Five Questions with Pierre Joris

Five Questions with __________ is an experiment with flash interviews. The series on poets continues with poet, essayist, anthologist, and translator Pierre Joris. Years ago, after the sudden death of a poet I admired I took a personal vow to translate his dense and difficult volume of poetry, spurring me on to find poets who had already wrestled with that beastly endeavor.  Pierre had arrived to discuss his legendary translations of Paul Celan. What really grabbed my attention, though, was a tattoo on his arm carved with the Arabic word hajara (??? to emigrate or relinquish, in the sense of exile). To this day I have not seen a more striking tattoo.

Later, in the autumn of 2011, he came to the Woodberry Poetry Room for a reading. All the gates surrounding Harvard Yard were locked down per the administration's response to the Occupy Harvard tent encampment. Instructions for how to get past the locked gates were emailed. I wrote the organizers, 'Look forward to seeing Mr. Joris again after the poetry checkpoint.' They wrote back that surreal as the situation proved to be, Pierre would be able to remark on his own experiences with the Paris barricades in 1968.

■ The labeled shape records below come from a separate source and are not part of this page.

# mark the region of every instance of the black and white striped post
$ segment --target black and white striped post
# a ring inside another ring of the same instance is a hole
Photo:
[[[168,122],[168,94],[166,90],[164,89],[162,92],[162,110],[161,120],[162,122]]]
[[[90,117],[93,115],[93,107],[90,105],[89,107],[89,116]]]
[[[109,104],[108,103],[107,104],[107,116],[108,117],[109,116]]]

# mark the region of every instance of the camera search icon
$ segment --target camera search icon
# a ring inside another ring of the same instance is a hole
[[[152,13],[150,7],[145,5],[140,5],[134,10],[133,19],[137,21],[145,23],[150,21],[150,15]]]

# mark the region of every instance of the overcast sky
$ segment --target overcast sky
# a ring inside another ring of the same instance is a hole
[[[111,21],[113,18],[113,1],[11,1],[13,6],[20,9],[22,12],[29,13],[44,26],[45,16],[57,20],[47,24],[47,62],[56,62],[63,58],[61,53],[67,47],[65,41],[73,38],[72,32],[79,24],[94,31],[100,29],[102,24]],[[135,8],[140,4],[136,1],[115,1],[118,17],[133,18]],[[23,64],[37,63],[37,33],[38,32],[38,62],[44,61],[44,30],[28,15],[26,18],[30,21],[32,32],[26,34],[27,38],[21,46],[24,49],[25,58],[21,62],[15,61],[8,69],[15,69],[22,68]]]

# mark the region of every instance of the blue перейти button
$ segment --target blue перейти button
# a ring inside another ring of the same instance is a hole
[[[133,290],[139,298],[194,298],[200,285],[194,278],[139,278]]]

Purgatorio, Canto 7 by Salvador Dalí, 1960-64. Illustration of Dante and the medieval poet Sordello, who draws a line on the ground past which he cannot travel after sunset. Source: University of Illinois.

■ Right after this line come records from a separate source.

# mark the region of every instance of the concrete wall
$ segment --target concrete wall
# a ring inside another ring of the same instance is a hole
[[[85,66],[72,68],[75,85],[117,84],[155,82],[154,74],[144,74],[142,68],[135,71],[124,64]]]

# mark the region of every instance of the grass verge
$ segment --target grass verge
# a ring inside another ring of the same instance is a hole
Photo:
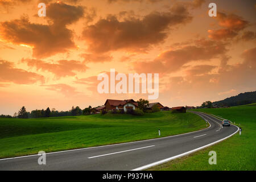
[[[231,138],[189,155],[148,170],[254,170],[256,169],[256,104],[229,108],[196,109],[236,122],[242,135]],[[209,152],[217,153],[217,164],[208,163]]]
[[[131,142],[205,127],[192,113],[106,114],[38,119],[0,118],[0,158]]]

In what city do you most easily shed your invisible social armor?

I first read 'invincible' in which case no shedding would be required or advisable. Now, if it is 'invisible,' then the question becomes: invisible for whom, for me or for the social entities (socialites as in social-lite-s?). I’m only half-kidding—the question puzzles me somewhat. And I don’t know if or how it relates to cities. At first I was going to write 'in Lyonnesse' the great magical imaginary city of Arthurian legend, but in truth it is the city that has always been my favorite one—maybe because it allows that shedding—and that is New York.

How do you celebrate or encounter your own birthday every year?

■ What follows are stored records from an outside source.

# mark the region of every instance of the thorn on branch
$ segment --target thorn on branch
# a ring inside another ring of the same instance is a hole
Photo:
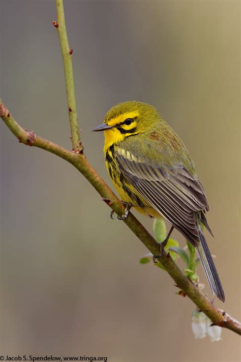
[[[178,293],[178,295],[180,295],[182,297],[183,297],[185,298],[187,294],[186,294],[185,292],[184,292],[183,290],[180,290],[180,291]]]
[[[58,27],[58,24],[57,22],[57,21],[55,21],[55,20],[53,20],[53,21],[52,21],[52,23],[53,25],[53,26],[55,27],[56,27],[56,29],[57,29],[57,27]]]
[[[7,111],[7,108],[3,103],[0,104],[0,117],[5,116]],[[8,114],[10,114],[9,113]]]
[[[109,205],[110,206],[111,204],[111,200],[110,199],[107,199],[106,198],[102,198],[102,201],[104,201],[104,202],[105,202],[106,204]]]
[[[32,146],[33,144],[35,141],[35,138],[36,138],[36,135],[33,131],[30,131],[29,132],[27,132],[27,138],[26,140],[26,144],[28,146]],[[18,139],[19,140],[19,138]],[[21,141],[20,140],[19,142],[21,142]]]
[[[70,137],[71,138],[71,137]],[[77,146],[76,148],[72,147],[72,151],[76,155],[83,155],[84,154],[84,146],[82,144],[82,142]]]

With growing disillusionment. Only kidding. I always loved being in Paris on that day, as the whole town throws a huge party, has planes flying over, huge fireworks, parades, dancing in the streets, etc. Telling barmen and the assembled customers that it’s wonderful that their country throws such a marvelous party for my birthday every 14 July usually gets me more free drinks than I want or need. And having a birthday that rhymes with the day of liberation of a nasty prison, the Bastille, that held among others one great writer—the Marquis de Sade—can only induce a pleasant phantasmic sense of revolutionary inevitability. Now that I don’t drink anymore, I think I’ll just sweat it out in New York.

What do you make of the fact that in many linguistic traditions—including Arabic (crazy, majnoon ?????)—madness or mania is inflected with a history of the beloved?

Neat trope, nasty reality.

How important is courage or bravery?

No idea, really—it’s not the kind of question I’d ask myself. But come to think of it, as two naked nouns they can 'be' anything: important, unimportant, lethal, life-saving, dumb, dumber, or, like my son likes to say, 'whatever.' And that’s the problem with being, with the verb to be, as an equal sign. This 'is' that. Courage is whatever. I’m more interested in becoming, and maybe the concept of becoming courageous would be more useful, given that it would have to be set in a process and that process would have a context, & that event in situ could lead to an ethical judgment as to the importance of lack thereof of courage?

If Dante gave you a residency in Cocytus, the most brutal circle of hell, but allowed you a single work companion, which living or dead poet would you choose to take with you?

Dante himself, of course—he knows the lay of the land like no one else given that he made it up in the first place, plus he’d be the perfect guide to all the denizens on whom he seems to have all the dope.  It may be the most brutal circle, but I have a sense that the center is quiet for a visitor: Satan’s smack in the middle and caught in ice up to his waist, so he can’t chase you & his three mouths are busy chewing on bad guys anyway. However, the funnest part of the residency will no doubt be the exit: using Satan’s back as a body slide through the center of the earth & onward to Purgatory, i.e. back home to earth.